2. Appropriate Security Safeguards. As with many of its past cybersecurity and data privacy enforcement actions, the Blackbaud complaint and proposed order help to elucidate what types of security practices a company should implement in order to be viewed by the FTC as providing reasonable security safeguards for consumer personal information. In particular, this enforcement action highlights the importance of encrypting consumer personal information. Ideally, companies should seek to encrypt as much consumer personal information as possible. However, the FTC order makes clear that, at minimum, such encryption should be applied to particularly sensitive personal information, such as social security numbers, bank account information, and medical information.

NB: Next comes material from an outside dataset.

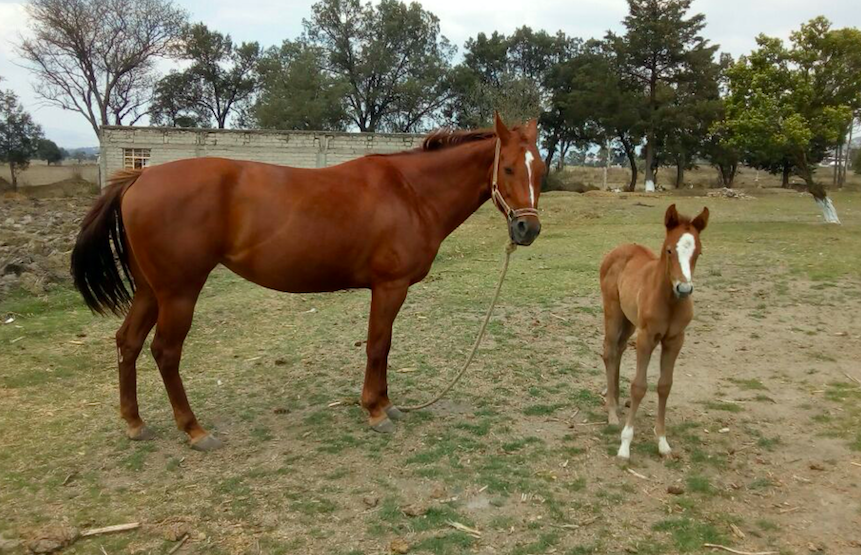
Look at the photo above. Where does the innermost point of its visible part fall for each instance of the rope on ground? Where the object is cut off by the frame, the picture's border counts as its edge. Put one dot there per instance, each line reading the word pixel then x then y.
pixel 510 248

3. Timely and Accurate Data Breach Notifications. Finally, this enforcement action — in line with other recent FTC enforcement activity — highlights the need for companies to deliver prompt and accurate data breach notifications to affected consumers. In the complaint, the FTC critiqued Blackbaud on both fronts, alleging that the company unnecessarily delayed both its July 2020 and October 2020 data breach notifications to its customers and misrepresented the nature of the breach in the former. Thus, as we have previously written, companies seeking to minimize enforcement risk should move quickly in the wake of a data breach to determine the scope of the incident and enable prompt and accurate notification of affected individuals.